VPR’s Steve Zind reports:
(Zind) Fifteen years ago, Manchester voters approved a measure that exempted the owners of the former home of Robert Todd Lincoln from paying property taxes.
But earlier this year the state told the non-profit Friends of Hildene that all but fifty acres of the 410 acre property should be taxed.
At the time, Hildene officials said requiring them to pay property taxes would likely force them to sell off most of the property and would mean the end of the popular tourist destination.
Hildene asked the state to reconsider. Now the Department of Property Valuation and Review says Hildene has shown it should retain its tax exempt status.
Seth Bongartz is Hildene’s Executive Director.
(Bongartz) “For Hildene to be taxed in any significant way would really mean its demise. So, yes, everybody from the board to the staff to the volunteers to the community at large is very relieved.”
(Zind) Bongartz says Hildene’s case was being watched by other similar tax-exempt organizations in Vermont.
Alec Webb is President of Shelburne Farms. Webb says it would be impossible to sustain the fourteen hundred acre farm without the property tax exemption.

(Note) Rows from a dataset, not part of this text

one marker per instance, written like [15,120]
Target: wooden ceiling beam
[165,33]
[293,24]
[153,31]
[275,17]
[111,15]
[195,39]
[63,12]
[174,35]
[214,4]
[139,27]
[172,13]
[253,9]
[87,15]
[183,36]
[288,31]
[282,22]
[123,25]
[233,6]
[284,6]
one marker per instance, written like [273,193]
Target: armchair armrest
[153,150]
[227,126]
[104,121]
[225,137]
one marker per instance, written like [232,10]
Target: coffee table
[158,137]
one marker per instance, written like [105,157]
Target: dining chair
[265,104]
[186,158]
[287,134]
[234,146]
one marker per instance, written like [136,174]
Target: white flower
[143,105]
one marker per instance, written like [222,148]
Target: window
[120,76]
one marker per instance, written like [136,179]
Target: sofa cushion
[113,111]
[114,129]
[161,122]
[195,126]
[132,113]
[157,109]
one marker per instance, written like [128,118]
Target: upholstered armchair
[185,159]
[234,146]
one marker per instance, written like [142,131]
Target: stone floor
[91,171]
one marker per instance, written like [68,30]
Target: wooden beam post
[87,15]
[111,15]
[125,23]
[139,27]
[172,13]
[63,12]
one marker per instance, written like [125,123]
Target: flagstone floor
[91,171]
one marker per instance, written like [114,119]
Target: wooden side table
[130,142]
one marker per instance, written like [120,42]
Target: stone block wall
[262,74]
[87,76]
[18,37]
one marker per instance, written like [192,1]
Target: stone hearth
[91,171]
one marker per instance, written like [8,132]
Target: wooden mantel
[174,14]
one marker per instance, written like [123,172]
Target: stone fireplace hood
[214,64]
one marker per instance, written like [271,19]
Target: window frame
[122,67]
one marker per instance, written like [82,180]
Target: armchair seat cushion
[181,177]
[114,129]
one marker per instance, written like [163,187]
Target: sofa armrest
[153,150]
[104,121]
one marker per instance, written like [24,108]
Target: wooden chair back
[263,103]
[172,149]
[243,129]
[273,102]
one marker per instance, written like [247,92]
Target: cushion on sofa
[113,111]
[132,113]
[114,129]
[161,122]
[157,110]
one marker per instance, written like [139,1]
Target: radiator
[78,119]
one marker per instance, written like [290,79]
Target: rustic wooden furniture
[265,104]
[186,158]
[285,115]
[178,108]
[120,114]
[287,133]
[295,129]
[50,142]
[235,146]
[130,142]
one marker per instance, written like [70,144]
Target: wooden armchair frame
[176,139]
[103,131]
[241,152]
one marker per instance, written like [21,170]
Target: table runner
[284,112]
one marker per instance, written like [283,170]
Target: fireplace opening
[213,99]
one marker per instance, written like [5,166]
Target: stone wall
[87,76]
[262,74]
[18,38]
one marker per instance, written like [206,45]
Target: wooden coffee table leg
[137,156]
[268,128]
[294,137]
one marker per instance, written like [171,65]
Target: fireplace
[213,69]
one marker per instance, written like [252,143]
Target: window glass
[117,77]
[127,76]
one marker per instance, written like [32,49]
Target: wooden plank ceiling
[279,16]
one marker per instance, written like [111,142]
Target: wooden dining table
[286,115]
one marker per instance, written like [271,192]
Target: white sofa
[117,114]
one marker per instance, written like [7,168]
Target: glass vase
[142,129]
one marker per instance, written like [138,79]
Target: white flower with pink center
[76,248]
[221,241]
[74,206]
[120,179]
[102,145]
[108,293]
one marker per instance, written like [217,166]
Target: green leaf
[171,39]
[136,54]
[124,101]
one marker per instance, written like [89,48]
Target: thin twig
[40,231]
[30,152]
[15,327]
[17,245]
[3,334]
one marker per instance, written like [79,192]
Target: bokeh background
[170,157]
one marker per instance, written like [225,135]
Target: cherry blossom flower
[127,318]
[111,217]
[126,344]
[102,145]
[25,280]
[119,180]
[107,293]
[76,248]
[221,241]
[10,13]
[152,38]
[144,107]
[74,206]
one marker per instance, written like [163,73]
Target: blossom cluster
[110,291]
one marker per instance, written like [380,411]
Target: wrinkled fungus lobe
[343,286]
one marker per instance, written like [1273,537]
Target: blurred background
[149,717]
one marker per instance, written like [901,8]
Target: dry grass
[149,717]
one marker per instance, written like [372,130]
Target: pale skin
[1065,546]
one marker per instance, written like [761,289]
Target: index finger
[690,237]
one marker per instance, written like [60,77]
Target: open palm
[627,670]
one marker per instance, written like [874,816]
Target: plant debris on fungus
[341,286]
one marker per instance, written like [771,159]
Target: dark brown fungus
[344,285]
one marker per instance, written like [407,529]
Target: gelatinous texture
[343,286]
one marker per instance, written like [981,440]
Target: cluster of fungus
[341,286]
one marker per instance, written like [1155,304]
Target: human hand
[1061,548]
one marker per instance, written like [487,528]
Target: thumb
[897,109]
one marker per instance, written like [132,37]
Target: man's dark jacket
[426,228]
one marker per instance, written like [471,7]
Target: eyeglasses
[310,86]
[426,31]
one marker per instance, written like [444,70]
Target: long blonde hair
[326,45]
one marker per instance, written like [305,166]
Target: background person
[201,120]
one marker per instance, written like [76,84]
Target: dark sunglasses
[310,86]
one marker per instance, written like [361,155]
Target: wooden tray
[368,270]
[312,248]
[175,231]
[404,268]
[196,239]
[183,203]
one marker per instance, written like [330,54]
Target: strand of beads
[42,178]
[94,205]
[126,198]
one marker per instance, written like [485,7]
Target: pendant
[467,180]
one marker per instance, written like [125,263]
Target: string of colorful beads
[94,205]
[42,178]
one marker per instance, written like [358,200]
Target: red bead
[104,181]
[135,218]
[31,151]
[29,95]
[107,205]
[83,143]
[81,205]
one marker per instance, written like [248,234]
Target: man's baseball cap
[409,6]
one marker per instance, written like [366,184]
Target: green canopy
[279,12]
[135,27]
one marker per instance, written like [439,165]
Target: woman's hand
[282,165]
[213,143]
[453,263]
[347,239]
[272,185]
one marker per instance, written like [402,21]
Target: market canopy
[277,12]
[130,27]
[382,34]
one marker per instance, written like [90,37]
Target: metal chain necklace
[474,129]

(Webb) “Especially in an environment like Shelburne Farms is in, which is in a highly developed part of the state. The property values here are so high that we simply would be able to absorb that kind of expense in our operating budget.”
(Zind) Webb says he’s been following Hildene’s efforts to reverse the state’s decision.
He says Shelburne Farms’ tax exempt status has not been questioned.
State officials say the review of Hildene’s tax status is part of an ongoing review of tax exempt properties in every town to assure equity in the way property taxes are levied.
For Vermont Public Radio, I’m Steve Zind.